Just want to clarify that the issue is that a query stucks on workers when it is cancelled on coordinator and keep consuming resources.
Just want to clarify that the issue is that a query stucks on workers when it is cancelled on coordinator and keep consuming resources.
Make sense. This is because code can be spending lot of time within single projection. This is, however, a different problem than one being addressed here, although I agree that from user perspective they look similar.
@davseitsev Would you like to create a separate Github issue for your case? Notice that your issues is not JDBC connector related at all. So solving your problem requires dedicated separate effort than solving the issue described here.

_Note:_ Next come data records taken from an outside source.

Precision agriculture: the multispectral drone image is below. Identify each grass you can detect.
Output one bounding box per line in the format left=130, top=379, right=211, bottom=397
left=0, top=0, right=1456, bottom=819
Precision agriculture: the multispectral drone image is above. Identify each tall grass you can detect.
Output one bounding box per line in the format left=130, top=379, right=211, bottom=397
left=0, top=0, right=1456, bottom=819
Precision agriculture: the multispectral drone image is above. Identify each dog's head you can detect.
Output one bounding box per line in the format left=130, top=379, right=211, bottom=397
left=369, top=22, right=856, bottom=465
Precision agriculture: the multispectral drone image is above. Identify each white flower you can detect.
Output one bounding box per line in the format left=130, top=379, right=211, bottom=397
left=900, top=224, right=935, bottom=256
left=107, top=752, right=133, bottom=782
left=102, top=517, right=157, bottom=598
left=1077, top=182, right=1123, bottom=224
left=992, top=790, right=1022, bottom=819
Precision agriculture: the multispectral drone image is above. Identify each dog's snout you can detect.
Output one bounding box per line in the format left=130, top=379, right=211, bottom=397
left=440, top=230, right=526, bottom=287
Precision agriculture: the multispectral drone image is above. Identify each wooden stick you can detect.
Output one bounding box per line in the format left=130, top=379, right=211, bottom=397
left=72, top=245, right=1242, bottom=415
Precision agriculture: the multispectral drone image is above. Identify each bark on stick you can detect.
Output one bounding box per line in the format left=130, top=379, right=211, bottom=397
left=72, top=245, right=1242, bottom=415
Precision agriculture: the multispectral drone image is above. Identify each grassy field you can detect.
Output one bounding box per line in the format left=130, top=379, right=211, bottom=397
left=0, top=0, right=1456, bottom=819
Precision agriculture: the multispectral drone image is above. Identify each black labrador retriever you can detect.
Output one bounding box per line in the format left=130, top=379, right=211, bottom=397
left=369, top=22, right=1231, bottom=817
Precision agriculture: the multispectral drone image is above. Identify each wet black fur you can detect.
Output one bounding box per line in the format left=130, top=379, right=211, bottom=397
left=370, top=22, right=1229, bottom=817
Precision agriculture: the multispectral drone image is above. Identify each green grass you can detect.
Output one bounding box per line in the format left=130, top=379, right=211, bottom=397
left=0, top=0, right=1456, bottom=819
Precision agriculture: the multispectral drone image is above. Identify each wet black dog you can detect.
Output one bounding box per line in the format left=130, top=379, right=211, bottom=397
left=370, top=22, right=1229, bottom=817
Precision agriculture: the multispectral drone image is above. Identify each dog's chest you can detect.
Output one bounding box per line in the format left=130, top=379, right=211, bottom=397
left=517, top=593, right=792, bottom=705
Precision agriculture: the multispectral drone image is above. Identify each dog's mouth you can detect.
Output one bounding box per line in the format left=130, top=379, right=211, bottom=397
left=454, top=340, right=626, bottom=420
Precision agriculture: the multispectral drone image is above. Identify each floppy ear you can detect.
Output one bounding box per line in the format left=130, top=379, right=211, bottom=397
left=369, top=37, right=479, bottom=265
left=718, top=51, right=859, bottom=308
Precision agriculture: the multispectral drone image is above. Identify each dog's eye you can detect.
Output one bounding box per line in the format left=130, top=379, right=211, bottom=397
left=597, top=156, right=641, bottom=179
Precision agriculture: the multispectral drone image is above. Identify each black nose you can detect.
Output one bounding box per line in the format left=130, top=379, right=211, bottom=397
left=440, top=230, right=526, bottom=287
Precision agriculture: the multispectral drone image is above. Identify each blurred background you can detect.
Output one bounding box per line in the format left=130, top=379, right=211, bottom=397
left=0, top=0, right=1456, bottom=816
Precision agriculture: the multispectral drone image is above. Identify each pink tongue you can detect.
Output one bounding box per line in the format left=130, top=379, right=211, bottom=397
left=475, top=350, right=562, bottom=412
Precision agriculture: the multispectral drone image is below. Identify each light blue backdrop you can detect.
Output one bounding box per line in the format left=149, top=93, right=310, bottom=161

We should write a test that runs a query that produces many rows (maybe a cross join on a large table) and verify that the query killed on the server afterwards (by using a database specific method of listing the running queries). We can embed a UUID in the SQL query as a comment to identify it.